On September 2, 2017, Cunningham was waived by the Titans and was signed to the practice squad the next day. He was released on September 12, 2017. He was re-signed to the practice squad on December 13, 2017. On December 19, 2017, he was released from the practice squad.

On August 7, 2018, Cunningham was re-signed by the Titans. He was waived on September 1, 2018 and was signed to the practice squad the next day. He was released on September 18, 2018.

===Detroit Lions===
On September 26, 2018, Cunningham was signed to the Detroit Lions' practice squad. On October 24, he was released and re-signed to the practice squad three days later.
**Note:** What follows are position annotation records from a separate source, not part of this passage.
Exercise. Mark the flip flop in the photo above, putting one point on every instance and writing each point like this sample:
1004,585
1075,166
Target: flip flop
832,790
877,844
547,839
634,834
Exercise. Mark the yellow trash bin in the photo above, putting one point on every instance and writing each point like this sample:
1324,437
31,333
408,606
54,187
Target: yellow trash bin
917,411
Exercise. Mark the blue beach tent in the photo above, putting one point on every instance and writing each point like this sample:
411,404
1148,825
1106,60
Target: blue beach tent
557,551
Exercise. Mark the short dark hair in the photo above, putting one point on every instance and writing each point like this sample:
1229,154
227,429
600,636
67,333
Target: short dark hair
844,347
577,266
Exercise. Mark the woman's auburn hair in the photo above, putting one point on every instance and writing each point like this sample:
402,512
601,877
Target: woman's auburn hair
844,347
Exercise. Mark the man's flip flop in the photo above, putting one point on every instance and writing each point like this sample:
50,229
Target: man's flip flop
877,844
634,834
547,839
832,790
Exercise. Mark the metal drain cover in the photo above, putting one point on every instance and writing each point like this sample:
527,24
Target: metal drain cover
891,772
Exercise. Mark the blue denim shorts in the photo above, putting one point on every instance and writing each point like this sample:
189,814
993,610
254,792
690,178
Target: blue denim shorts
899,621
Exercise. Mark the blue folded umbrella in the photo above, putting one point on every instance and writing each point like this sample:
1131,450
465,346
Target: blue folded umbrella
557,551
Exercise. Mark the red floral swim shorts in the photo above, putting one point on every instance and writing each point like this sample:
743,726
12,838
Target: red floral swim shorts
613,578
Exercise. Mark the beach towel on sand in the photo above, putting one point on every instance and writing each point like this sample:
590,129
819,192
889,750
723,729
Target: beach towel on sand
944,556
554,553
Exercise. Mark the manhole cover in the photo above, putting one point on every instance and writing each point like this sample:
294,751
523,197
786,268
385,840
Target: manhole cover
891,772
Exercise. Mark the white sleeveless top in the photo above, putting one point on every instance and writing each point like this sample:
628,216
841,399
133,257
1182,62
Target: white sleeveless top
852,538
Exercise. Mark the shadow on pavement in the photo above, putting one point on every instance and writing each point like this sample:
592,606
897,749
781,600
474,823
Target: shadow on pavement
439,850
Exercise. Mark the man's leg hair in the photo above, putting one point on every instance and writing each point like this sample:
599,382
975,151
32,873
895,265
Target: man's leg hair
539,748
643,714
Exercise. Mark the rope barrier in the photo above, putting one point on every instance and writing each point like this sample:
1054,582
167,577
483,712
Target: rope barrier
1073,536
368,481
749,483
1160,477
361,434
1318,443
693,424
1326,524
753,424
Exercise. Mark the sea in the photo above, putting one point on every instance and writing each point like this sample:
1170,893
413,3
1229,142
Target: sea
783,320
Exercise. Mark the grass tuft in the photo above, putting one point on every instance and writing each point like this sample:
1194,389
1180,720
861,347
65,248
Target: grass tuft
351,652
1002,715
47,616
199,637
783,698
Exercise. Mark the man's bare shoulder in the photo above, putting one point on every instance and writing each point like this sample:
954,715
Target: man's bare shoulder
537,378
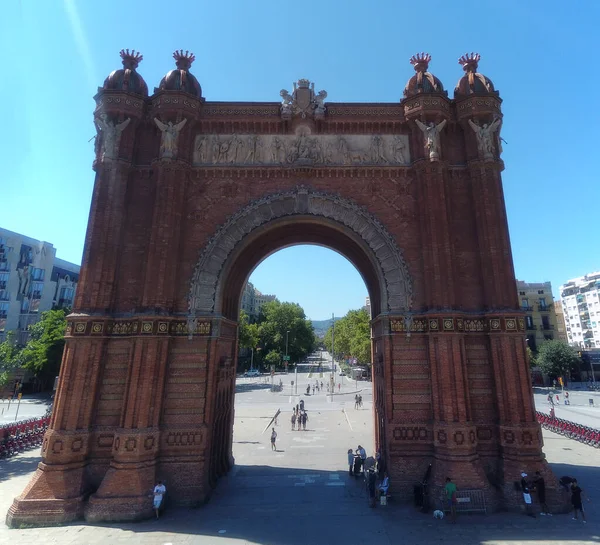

On October 31, he was cut again but re-signed the next day. He was promoted to the active roster on December 11, 2018.

On August 31, 2019, Cunningham was waived by the Lions.

===Washington Redskins===
On September 25, 2019, Cunningham was signed by the Washington Redskins. He was placed on injured reserve on October 15.

After the season, the Redskins chose not to assign a restricted free agent tender to Cunningham, and he became a free agent on March 18, 2020.